How do we know how supportive the public is of a president, whether they support existing or new policies, or otherwise measure the pulse of the nation? How do campaigns decide where to send volunteers, where to buy advertising, or who is most persuadable? How can we determine the effect of audits or observers on electoral fraud? This class will investigate how data is used by campaigns during elections, as well as how data is used to study the impact of campaigns and events on elections. “Big data” is powerful and how to understand and best use data in decision-making is rooted in basic statistical principles. This class will focus on three core concepts in statistical inference, descriptive, predictive, and causal inference. We will study descriptive inference through survey sampling and measuring public opinion; predictive inference through how campaigns use statistical (“machine”) learning to allocate resources; and causal inference through experimental and observational studies of electoral fraud and fairness. This course will include an intensive data analysis portion. Based on skills we learn in this class, students will analyze surveys, build predictive models, and conduct and interpret data analyses using the R programming language. Students will conduct their own original analysis in a final project.
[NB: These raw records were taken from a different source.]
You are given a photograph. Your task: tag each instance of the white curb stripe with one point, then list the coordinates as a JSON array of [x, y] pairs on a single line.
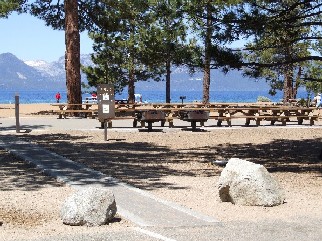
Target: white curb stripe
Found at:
[[153, 234]]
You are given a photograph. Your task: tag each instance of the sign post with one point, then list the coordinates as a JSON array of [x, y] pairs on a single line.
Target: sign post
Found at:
[[106, 104], [17, 113]]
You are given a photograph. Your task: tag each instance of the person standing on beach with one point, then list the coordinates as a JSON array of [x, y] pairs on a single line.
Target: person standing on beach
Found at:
[[58, 97], [317, 100]]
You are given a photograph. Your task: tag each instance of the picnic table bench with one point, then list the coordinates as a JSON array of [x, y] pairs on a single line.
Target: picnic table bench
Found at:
[[85, 109]]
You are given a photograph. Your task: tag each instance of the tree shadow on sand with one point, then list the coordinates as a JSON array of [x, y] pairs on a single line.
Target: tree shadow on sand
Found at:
[[277, 156], [144, 164]]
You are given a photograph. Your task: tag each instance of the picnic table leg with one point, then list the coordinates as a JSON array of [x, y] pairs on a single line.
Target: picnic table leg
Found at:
[[193, 125], [109, 124], [135, 123], [247, 122], [229, 122], [299, 120], [149, 125]]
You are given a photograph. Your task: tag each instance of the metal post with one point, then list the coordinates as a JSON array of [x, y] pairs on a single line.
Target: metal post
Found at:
[[105, 130], [17, 112]]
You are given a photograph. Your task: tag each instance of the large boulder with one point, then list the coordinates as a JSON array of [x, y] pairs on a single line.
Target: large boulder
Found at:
[[246, 183], [89, 206]]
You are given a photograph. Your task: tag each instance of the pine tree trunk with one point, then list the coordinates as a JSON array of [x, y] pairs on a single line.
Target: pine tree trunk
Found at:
[[131, 87], [206, 76], [168, 83], [288, 84], [72, 55]]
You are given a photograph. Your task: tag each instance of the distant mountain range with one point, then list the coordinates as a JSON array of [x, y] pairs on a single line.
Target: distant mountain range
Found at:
[[16, 75]]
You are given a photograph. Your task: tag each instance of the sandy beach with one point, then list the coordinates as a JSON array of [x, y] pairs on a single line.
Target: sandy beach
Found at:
[[176, 166]]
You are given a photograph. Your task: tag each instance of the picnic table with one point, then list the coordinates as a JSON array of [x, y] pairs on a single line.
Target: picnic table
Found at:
[[87, 109]]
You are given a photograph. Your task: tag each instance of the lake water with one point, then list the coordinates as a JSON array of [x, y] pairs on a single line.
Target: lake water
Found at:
[[28, 97]]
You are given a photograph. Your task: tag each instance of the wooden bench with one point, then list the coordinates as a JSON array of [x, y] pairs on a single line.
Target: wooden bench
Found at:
[[64, 113], [271, 118]]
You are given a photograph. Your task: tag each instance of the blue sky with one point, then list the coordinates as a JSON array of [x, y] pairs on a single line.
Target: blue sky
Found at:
[[29, 38]]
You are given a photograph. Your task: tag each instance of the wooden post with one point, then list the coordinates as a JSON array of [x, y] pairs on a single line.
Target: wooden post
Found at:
[[105, 130], [17, 112]]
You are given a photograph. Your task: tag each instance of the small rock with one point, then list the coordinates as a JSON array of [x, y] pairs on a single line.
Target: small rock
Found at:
[[90, 207], [246, 183]]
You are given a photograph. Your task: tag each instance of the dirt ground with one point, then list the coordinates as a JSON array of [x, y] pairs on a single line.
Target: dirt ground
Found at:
[[175, 166]]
Junior seminars fulfill upper division requirements for the major.
Political Science Majors of Junior and Senior Status.
Completion of PS3 or Data C8/PS88.
PS3 or Data C8/PS88 is a prerequisite for this class. Students who have not taken PS3 or Data C8/PS88 will not be admitted to PS191 Sec 003, without exception, since PS191 Sec 003 assumes familiarity of political science methods.
We will be monitoring enrollment. If you have not taken PS3 or Data C8/PS88, you will be DROPPED.